L'argument de la famille est souvent avancé pour essayer de nous faire avaler des cadeaux fiscaux aux grands propriétaires. Mais à nouveau, il faut se pencher un peu plus près sur la problématique pour savoir réellement de qui on parle ! Un des premiers buts de la loi était d'harmoniser les charges entre les couples mariés et concubins, d'aboutir à une équité fiscale. Le premier constat est que ce problème n'est absolument pas résolu. Le second constat est que, pour l'ensemble des contribuables, les baisses d'impôts se produiront dans les tranches de revenus en-dessous de 40 000 francs et au-dessus de 150 000 francs. Toute personne se situant dans la tranche intermédiaire verra ses impôts augmenter. Cela pose encore une fois le problème de savoir qui est la classe moyenne, et qui le Conseil national a voulu favoriser.

Les autres aspects inquiétants sont la limitation de la déduction des primes cantonales d'assurance-maladie, l'introduction du «splitting» et la suppression du montant additionnel pour le travail du conjoint. Ces trois éléments ont des effets différenciés en fonction des tranches de revenus des contribuables. Mais les couples avec enfants et gagnant moins de 150 000 francs annuels seront les plus touchés.

Le seul aspect «positif» de ce paquet fiscal est celui concernant les frais de garde au niveau national. C'est peut-être l'estimation du département des finances que nous remettons le plus en question. En effet, aujourd'hui, nul n'ignore la difficulté pour les parents de faire garder leurs enfants dans des structures officielles. Avec les récentes décisions concernant la diminution du subventionnement fédéral des crèches, et en continuant à diminuer les rentrées fiscales, on peut douter que la volonté politique soit d'améliorer l'offre de garde des tout-petits. De plus, beaucoup de parents ont recours aux services de personnes non déclarées - ce qui va peut-être changer avec le nouveau chèque mis en place par le Conseil d'Etat. Ces deux éléments nous font penser que les 24 millions de diminution prévus par le département des finances sont surestimés.

En conclusion, j'aimerais remercier l'administration cantonale qui a réalisé un énorme travail - elle a répondu à toutes nos requêtes de chiffres - et ses fonctionnaires qui, sans jamais perdre patience, nous ont expliqué tous les épineux aspects de ce dossier, ce qui n'était pas une mince affaire.

Nous sommes très inquiets de la tournure que prennent les événements: les attaques continuelles, pour diminuer les recettes fiscales, que ce soit aux niveaux fédéral, cantonal ou municipal, contribueront inévitablement à des baisses de prestations pour la population !

Pour toutes ces raisons, les Verts accepteront de prendre acte de ce rapport et se battront pour expliquer aux citoyens la nécessité de refuser ce paquet fiscal et de continuer avec notre loi actuelle. (Applaudissements.)

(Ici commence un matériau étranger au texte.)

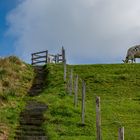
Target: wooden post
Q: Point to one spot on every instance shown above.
(76, 92)
(121, 134)
(98, 119)
(57, 58)
(32, 59)
(83, 102)
(46, 56)
(71, 82)
(63, 54)
(65, 71)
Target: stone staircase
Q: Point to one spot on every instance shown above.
(31, 118)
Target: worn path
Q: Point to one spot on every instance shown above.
(31, 118)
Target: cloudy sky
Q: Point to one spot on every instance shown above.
(91, 31)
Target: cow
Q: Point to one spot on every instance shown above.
(132, 54)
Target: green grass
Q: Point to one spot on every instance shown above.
(118, 86)
(15, 80)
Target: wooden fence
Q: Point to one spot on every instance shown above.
(72, 87)
(40, 58)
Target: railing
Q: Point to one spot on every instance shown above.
(44, 57)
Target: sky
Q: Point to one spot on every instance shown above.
(91, 31)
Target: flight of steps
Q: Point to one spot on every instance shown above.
(31, 118)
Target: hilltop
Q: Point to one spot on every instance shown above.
(118, 86)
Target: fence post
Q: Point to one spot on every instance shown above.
(32, 59)
(83, 101)
(63, 54)
(98, 118)
(71, 82)
(76, 91)
(46, 56)
(121, 134)
(65, 70)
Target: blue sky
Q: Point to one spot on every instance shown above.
(6, 47)
(91, 31)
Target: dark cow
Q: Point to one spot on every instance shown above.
(132, 54)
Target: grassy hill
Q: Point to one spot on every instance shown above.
(15, 80)
(118, 86)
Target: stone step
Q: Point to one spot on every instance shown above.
(31, 138)
(30, 133)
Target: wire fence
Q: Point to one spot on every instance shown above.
(71, 89)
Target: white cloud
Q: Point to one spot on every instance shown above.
(91, 30)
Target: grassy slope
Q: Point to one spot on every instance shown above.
(118, 86)
(15, 80)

M. Mark Muller (L). Le rapport de la commission fiscale ne comporte pas d'erreurs. Les chiffres qui nous sont fournis concernant l'impact pour les finances cantonales sont corrects et nous les acceptons en tant que tels. Cela montre que l'impôt cantonal augmentera pour 75% des contribuables du canton. Nous le regrettons, mais cela découle du caractère extrêmement particulier de notre fiscalité: nous sommes le seul canton où ce genre d'effets a pu être constaté. Si telle était la réalité, globale, nous refuserions ce paquet fiscal, puisque nous sommes favorables à une baisse des impôts pour les Genevois.

Cependant, le rapport qui nous a été remis est partiel, comme nous l'a dit M. Roulet tout à l'heure, il manque une grande partie des chiffres, c'est-à-dire l'impact du paquet fiscal sur l'impôt fédéral direct, payé par les Genevois. Nous avons reçu ces chiffres récemment. Nous avons d'ailleurs pu les présenter à la presse hier, et je voudrais remercier Mme Brunschwig Graf de nous les avoir remis, ainsi qu'à la commission fiscale. Ils changent tout, ces chiffres, Mesdames et Messieurs les députés !

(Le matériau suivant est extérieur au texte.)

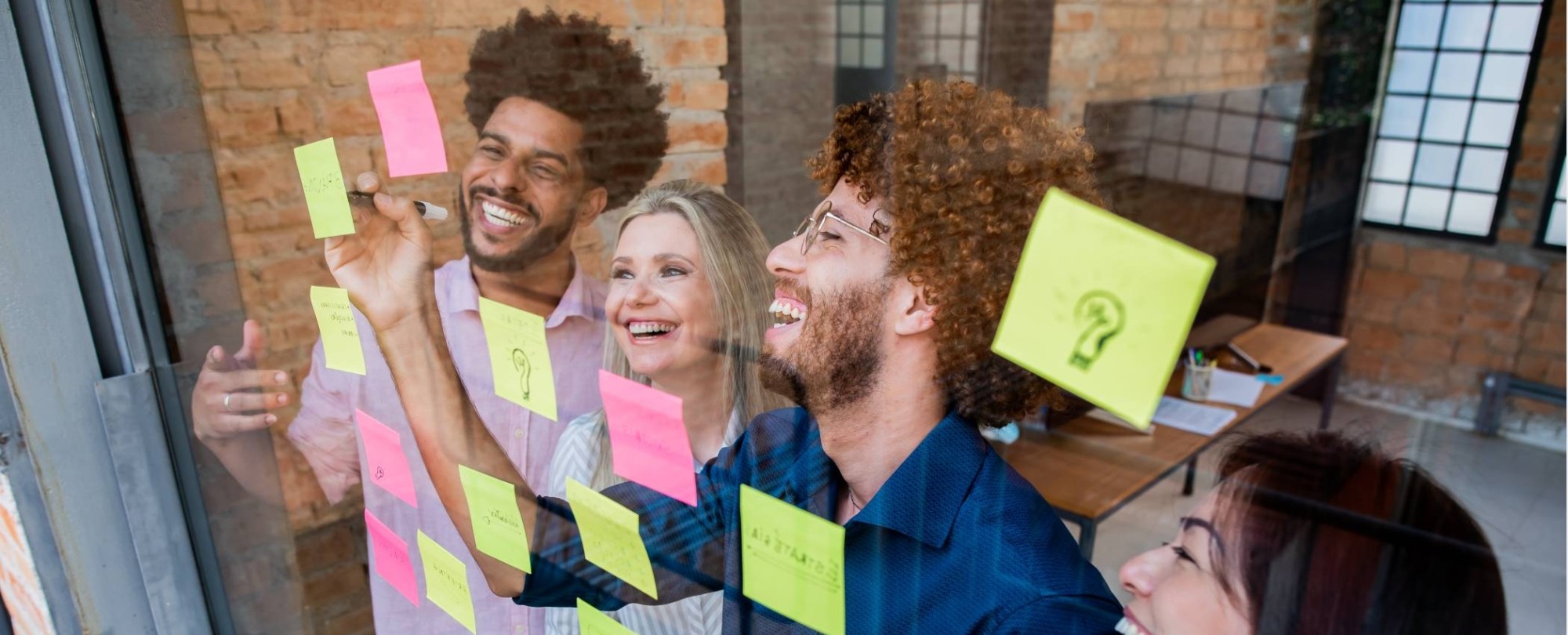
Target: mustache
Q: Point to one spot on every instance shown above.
(514, 200)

De 75% de contribuables qui paieraient plus d'impôts, comme le Conseil d'Etat l'a prétendu - cela a été largement repris par la presse - on arrive à des baisses d'impôts pour 75% de contribuables ! Le résultat est donc inversé. Ce ne serait pas si grave si l'on considérait le rapport de la commission fiscale comme un rapport portant uniquement sur la fiscalité cantonale. Or tel n'est pas le cas. Ce rapport est utilisé de façon fallacieuse pour combattre le paquet fiscal, en prétendant que, d'une part, les recettes du canton vont diminuer de façon dramatique et, d'autre part, que la majorité des contribuables vont payer davantage d'impôts. Par conséquent, nous ne pouvons évidemment pas laisser passer un tel discours. De partiel, Madame la rapporteuse, votre rapport devient partial !

C'est pour cette raison que nous proposons à ce Grand Conseil de renvoyer le rapport en commission fiscale, afin qu'il y soit complété et pour faire en sorte que le commentaire des chiffres corresponde à la réalité.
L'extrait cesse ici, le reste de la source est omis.